Pourtant, la tranche des élèves ayant des "acquis solides" est malheureusement en régression, malgré une légère réduction de l’exigence : 39 items réussis nécessaires pour appartenir à cette tranche supérieure en 2011, au lieu de 40 en 2009, mais il y a 2% d’élèves concernés en moins...

Le pourcentage des élèves en grande difficulté reste stable, mais les meilleurs de ces élèves réussissent trois items de moins en 2011 qu’en 2009...

Autres biais...

Si on s’en tient aux objectifs affichés, ces évaluations sont soi-disant conçues pour donner un reflet fidèle du "niveau des élèves", afin de "piloter" le système éducatif. Elles présentent pourtant des biais méthodologiques qui ne se cantonnent pas aux fluctuations de bornes mises en évidence ci-dessus.

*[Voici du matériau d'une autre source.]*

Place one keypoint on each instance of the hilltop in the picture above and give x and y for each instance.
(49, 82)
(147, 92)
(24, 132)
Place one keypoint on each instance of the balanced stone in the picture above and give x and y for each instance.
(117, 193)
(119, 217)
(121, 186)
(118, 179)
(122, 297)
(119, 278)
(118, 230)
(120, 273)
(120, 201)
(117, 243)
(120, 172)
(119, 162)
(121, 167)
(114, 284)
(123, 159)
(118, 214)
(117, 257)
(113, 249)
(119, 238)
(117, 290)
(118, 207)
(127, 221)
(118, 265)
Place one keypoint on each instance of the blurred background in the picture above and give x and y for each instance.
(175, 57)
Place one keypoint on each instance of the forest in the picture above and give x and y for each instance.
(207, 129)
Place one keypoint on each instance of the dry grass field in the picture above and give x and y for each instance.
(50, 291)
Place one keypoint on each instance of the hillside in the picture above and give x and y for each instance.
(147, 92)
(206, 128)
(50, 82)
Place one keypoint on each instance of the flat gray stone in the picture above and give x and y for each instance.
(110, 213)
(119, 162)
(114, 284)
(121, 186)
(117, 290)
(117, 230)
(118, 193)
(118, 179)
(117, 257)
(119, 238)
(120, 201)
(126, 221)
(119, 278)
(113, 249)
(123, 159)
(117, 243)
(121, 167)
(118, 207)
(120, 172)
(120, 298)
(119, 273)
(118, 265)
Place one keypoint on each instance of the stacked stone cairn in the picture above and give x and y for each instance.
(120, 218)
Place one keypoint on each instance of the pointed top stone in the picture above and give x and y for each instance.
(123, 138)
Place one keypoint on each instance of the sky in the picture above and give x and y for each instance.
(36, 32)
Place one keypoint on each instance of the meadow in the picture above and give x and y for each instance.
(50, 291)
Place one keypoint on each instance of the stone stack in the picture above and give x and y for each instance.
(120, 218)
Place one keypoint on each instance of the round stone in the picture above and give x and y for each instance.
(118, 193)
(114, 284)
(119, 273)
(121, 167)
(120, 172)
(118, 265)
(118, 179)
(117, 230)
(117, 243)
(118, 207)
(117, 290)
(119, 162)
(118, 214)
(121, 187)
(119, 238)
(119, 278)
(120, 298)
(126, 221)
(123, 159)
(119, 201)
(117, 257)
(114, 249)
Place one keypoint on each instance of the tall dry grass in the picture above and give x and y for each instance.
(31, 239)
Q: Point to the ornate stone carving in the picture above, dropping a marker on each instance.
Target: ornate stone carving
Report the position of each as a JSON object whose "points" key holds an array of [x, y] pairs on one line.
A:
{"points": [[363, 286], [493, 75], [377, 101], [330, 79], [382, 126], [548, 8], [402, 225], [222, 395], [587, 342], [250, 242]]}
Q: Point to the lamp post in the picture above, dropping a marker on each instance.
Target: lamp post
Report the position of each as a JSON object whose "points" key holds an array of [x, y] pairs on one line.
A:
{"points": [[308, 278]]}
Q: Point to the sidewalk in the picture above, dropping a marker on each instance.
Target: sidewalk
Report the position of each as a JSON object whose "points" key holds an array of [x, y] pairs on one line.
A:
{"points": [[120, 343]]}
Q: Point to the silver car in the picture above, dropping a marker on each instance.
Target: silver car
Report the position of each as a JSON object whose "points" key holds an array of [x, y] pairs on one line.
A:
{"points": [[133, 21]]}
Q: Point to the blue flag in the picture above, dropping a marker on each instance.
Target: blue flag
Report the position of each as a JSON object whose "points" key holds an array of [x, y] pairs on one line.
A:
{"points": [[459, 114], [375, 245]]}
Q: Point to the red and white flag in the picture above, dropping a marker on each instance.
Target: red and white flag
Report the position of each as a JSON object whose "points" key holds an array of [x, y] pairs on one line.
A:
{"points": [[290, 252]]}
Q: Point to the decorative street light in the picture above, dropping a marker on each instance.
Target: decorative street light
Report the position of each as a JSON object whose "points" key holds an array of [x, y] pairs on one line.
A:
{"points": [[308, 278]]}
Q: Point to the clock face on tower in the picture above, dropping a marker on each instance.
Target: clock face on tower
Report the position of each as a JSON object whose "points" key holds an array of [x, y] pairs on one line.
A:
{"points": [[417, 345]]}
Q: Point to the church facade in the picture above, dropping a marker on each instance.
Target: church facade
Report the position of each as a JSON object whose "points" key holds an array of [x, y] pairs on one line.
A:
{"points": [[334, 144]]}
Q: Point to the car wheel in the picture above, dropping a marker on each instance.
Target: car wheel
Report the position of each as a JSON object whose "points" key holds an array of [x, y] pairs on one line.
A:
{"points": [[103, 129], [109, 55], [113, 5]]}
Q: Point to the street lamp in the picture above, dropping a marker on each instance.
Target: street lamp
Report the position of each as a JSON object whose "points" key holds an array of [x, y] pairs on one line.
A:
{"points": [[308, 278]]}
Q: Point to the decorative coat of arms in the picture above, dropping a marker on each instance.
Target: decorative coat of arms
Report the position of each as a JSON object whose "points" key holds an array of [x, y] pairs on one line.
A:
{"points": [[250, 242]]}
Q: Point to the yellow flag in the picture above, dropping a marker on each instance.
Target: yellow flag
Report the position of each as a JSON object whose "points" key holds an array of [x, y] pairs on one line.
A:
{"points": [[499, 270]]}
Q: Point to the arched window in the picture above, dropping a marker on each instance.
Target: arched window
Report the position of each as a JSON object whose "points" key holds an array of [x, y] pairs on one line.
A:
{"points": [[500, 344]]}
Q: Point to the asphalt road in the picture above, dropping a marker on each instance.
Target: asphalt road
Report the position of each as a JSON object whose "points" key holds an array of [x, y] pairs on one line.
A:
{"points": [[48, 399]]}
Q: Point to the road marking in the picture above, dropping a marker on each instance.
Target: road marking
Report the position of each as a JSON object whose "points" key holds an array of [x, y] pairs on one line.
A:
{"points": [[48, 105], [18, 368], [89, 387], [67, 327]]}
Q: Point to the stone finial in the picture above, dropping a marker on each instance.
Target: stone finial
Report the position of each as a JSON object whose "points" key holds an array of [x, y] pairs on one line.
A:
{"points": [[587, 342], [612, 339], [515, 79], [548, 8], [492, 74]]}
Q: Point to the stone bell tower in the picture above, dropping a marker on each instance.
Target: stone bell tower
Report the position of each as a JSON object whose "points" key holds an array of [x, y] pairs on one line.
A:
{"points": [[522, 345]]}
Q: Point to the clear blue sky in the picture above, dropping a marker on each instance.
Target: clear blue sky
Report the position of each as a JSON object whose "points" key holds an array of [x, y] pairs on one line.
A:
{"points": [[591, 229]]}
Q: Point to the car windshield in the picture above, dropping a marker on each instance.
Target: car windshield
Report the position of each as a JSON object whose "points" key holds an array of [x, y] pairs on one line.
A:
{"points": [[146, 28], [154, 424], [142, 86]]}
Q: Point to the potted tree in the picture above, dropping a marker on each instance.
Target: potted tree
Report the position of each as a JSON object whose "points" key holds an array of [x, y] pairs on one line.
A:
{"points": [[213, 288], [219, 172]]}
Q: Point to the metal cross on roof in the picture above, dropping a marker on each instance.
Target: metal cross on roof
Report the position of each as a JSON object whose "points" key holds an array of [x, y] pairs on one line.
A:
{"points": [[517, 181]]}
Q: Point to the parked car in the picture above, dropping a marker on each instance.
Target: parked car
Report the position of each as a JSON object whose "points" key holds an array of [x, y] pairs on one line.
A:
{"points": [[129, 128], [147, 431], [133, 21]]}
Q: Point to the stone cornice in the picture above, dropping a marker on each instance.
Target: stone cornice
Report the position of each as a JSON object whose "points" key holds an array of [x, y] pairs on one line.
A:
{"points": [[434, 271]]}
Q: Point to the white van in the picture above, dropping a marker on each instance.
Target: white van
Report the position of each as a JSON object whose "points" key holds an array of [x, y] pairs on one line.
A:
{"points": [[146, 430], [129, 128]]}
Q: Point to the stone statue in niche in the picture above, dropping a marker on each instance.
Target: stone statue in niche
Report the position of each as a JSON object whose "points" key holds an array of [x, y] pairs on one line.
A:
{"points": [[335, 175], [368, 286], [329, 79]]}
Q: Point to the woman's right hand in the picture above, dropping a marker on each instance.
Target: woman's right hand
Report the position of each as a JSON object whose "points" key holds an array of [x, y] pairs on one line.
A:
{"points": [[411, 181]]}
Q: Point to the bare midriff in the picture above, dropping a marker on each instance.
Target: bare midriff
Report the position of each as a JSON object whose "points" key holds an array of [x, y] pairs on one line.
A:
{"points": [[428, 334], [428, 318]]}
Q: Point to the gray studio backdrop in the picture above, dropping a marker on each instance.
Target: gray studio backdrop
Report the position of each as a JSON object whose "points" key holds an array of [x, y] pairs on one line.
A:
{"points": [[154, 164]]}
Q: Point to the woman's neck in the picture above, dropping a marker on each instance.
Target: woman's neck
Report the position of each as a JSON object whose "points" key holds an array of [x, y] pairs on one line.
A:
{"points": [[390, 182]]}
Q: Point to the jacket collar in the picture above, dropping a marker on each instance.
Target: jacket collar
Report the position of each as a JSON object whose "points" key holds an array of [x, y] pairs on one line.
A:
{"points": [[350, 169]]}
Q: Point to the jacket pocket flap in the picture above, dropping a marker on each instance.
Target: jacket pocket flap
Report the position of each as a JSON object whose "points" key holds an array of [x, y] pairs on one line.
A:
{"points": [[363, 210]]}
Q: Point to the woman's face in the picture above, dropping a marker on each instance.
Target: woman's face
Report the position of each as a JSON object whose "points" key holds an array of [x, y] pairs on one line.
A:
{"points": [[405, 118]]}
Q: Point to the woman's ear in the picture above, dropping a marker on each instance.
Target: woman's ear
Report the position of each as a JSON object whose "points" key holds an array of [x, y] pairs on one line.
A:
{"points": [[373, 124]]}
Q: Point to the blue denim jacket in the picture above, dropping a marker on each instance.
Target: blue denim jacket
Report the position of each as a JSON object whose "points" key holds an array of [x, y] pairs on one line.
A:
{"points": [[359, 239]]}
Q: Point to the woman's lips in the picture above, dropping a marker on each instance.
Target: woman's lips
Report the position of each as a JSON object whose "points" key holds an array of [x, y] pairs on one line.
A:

Ces sources d’imprécision sont détaillées ici et ici :
- Les résultats relevés ne sont pas corrélés au contexte de l’école ou du département, ils ne permettent absolument pas de conclure sur la qualité éventuelle d’une pratique dans un lieu donné.
- Les conditions de passation ne peuvent être comparables d’un lieu à l’autre. Pour limiter le stress, et plein de bonne volonté, un enseignant explicitera un peu mieux la consigne, l’autre laissera sur les murs ses affichages, le troisième donnera un peu plus de temps, le quatrième, au contraire, s’en tiendra très rigoureusement aux consignes de passation...

Un autre sera tenté de faire bachoter ses élèves sur les épreuves de l’année précédente. Le Figaro se permettait d’évoquer, suite aux déclarations de M. Chatel en juin, cet effet de bachotage, lié à la structure même de ces évaluations. Cette hypothèse a depuis largement été validée depuis, les inspecteurs de la Nièvre, ayant explicitement incité les enseignants de leur secteur à entraîner leurs élèves dès janvier avec la mouture 2011 des évaluations CM2, ce qui devrait permettre d’améliorer le taux de réussite du département en mai.

Par ailleurs, elles ne sont pas efficaces pour repérer les élèves en difficulté, et mettre en place une aide appropriée, second objectif qui leur est assigné.

En effet, imposer, comme ces trois dernières années une évaluation sur la totalité du programme de CM2 dès janvier était une absurdité digne du plus paperassier des bureaucrates.

On remarque cependant qu’à partir de cette année, ces épreuves de CM2 ont été déplacées en mai, comme celles de CE1. Mais l’objectif de détection des élèves en difficulté n’est pas pour autant plus recevable. Il serait étonnant de ne pas savoir, à un mois de la fin de l’année, quels élèves ont besoin d’une aide particulière dans la classe.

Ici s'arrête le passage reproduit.